The Walter drama does not stop there. Allegedly, the family was angry with him as he was having a detour behind his wife’s back. Not only was he cheating, but he also tried to get his mistress a seat on the board of directors of Sun Hung Kai Properties. His mistress was a lawyer he had known for over 35 years – dating back before marrying his wife, Wendy. They dated when Walter was young because his father did not approve of their relationship. He was allegedly initiated after his abduction.
So let’s revisit: kidnapping, mental illness, infidelity, and a boardroom coup. The quarrel of the Kwok family was public and incredibly bad. Walter eventually filed a defamation suit against his brothers for allegations that are not only in letters sent to his mother, but also on the board of directors of Sun Hung Kai Properties. Allegedly, Thomas and Raymond said that Walter’s bipolar disorder left him unfit for a job as president and CEO of the family business. Walter was eventually released from the family. His mother took over as president. Eventually, Thomas and Raymond became co-chairs.
In the end, the situation may be normal for the Kwok family. Except, apparently drama and hijinks are normal for this family. In March 2012, Thomas and Raymond Kwok were arrested on charges of bribery against the Corruption Commission. Between 2005 and 2007, Thomas paid Hong Kong Chief Secretary Rafael Hui $ 3.7 million. That role is the second most powerful officer. Thomas claimed that the payments were for a consulting fee but if it was true, why was he paid in cash? Thomas Kwok was sentenced to five years. Reportedly, Walter gave police the information that led to Thomas’ arrest.
Thomas Kwok was convicted in December 2014 of “conspiracy to commit misconduct in public office”. Raymond Kwok was released from all charges.

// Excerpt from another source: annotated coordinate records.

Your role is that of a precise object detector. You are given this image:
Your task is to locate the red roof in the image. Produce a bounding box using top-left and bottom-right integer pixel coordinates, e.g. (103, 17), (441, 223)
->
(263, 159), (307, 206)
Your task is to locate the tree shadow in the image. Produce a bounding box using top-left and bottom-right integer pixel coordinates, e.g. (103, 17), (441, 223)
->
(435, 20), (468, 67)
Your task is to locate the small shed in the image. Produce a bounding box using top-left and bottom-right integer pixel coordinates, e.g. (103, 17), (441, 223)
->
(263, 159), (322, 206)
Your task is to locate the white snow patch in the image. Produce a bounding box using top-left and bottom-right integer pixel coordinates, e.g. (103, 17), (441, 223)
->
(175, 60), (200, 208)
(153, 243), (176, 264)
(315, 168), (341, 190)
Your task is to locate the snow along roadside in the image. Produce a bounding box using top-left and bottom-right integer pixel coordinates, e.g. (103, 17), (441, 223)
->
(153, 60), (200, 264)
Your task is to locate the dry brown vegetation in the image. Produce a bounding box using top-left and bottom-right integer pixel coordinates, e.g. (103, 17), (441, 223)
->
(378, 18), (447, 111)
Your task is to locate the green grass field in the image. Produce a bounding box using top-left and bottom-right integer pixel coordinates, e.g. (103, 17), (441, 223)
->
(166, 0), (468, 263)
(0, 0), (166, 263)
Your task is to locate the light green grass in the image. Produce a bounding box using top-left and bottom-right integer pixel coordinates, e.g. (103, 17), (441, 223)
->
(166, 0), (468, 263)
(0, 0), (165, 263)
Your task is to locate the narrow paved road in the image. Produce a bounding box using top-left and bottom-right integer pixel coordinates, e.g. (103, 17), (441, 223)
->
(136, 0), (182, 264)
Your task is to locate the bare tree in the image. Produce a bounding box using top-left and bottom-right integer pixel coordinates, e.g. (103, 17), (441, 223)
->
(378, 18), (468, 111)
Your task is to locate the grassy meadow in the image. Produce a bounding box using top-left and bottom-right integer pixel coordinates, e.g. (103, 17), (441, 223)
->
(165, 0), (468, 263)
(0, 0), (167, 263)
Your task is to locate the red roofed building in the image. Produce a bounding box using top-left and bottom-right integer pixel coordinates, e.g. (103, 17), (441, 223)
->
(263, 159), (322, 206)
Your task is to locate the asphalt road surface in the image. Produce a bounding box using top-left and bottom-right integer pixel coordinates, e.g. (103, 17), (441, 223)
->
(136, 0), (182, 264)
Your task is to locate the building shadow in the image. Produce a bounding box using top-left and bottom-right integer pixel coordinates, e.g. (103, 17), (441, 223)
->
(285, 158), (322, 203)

Thomas was sentenced to five years in prison and a $ 500,000 fine. He immediately resigned from Sun Hung Kai Properties as chairman, managing director and executive director.
Walter Kwoke died at the age of 68 on October 20, 2018, two months after suffering a stroke. Walter’s son Geoffrey Kwok was named non-executive director of Sun Hung Kai Properties in 2018. Thomas Kwok resumed the family business in 2020 after completing his prison term.